At first, I was scared and very ashamed. I was so terrified to tell my parents. I remember thinking that they wouldn’t believe me, that maybe I was just imagining it or faking my feelings for attention. When I did admit to friends that I was struggling, they would just tell me that I couldn’t even know true sadness yet since I was just a kid. In the media I saw depression stereotyped as affecting middle aged people, so as a fifteen-year-old girl, feeling suicidal couldn’t be right.
But what I felt, and still feel, is real. It doesn’t matter how old I am.
At 16, I had my first suicide attempt. Before this, I was self-harming and my parents never even noticed because they were too focused on a messy divorce. At the time of the attempt, I felt completely alone. Luckily, I wasn’t successful in the attempt. It didn’t feel like luck at the time though and my parents were so angry at me for not telling them that I was struggling, which made me feel worse. Afterwards, I asked my mother to take me to therapy. I had been a few times as a child and was so hesitant to go back but knew that if I didn’t go, that I would end up in a dangerous situation again. I’ve been in therapy ever since — for many years now — and while sometimes it feels better, a lot of the time it doesn’t. It is a constant struggle for me, even now, but I did find other people who had been in the same situation, or had similar experiences, and the bond and shared understanding with them helps a lot.

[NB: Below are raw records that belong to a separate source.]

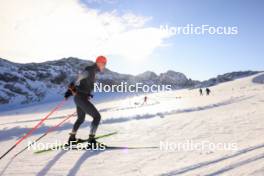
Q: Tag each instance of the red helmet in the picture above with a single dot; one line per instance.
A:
(101, 59)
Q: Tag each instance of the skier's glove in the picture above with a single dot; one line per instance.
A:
(90, 95)
(71, 91)
(67, 94)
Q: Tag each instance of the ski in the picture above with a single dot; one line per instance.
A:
(102, 147)
(80, 141)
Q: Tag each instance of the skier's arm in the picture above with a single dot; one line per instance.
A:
(81, 76)
(70, 91)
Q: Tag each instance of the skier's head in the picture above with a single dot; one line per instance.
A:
(101, 62)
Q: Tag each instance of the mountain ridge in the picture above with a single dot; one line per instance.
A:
(36, 82)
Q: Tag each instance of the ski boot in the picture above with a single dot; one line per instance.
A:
(72, 139)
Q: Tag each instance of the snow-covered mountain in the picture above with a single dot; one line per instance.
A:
(35, 82)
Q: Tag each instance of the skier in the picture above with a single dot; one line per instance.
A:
(145, 100)
(81, 90)
(201, 92)
(208, 91)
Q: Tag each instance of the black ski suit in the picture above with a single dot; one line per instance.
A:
(84, 87)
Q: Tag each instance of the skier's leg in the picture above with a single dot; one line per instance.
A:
(80, 119)
(81, 116)
(90, 109)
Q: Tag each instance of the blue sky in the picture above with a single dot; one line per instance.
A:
(200, 57)
(128, 33)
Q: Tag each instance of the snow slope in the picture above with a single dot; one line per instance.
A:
(233, 114)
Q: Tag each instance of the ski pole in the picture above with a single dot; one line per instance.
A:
(49, 130)
(34, 128)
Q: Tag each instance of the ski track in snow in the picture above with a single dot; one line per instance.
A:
(234, 113)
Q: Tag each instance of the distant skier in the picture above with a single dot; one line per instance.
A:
(208, 91)
(145, 100)
(201, 92)
(81, 90)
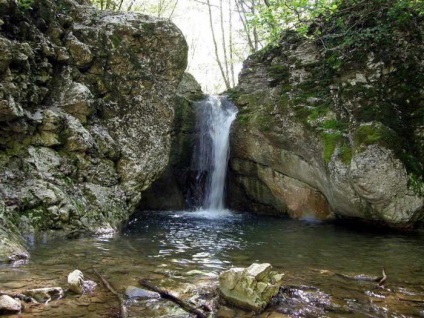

Suicidal thoughts are never easy to deal with. The truth is, you really do need a game plan set in place BEFORE you’re in crisis for it to work. For me, that means:
- having a reliable support network (I find it so hard to have any motivation whatsoever, so it’s important to surround myself with people who care about me, who are willing to help me even when I am at my lowest point. These people can help to motivate me);
- removing all dangerous substances from my surroundings; and
- keeping my mind and my body busy whenever possible.
Sometimes when I am in crisis, there are a very limited number of things that can help take my mind off the pain. These might not work for everyone, but I really enjoy:
- the texture of soft, warm things if I’m facing really dark thoughts. I like fluffy blankets, heated wheat packs, and sometimes I take a bath;
- I find pets to be a very calming presence to have around, and whenever I’m sad I usually try to give them a cuddle or a pat;
- I also try to express my emotions in a creative way, rather than in a dangerous way, but this only works sometimes when I have the energy to push myself to create;
- Mostly, it helps having someone to talk to, whether that is a kind friend or a professional.
It isn’t always possible to prevent suicidal thoughts, but when they do hit, it is much easier to be prepared and have a plan in place. I want you to know that you aren’t ever alone. There are always people to reach out to, and always people that care about you. I hope my story helps you realise that there is always someone that knows where you’re coming from, even if they are hidden sometimes!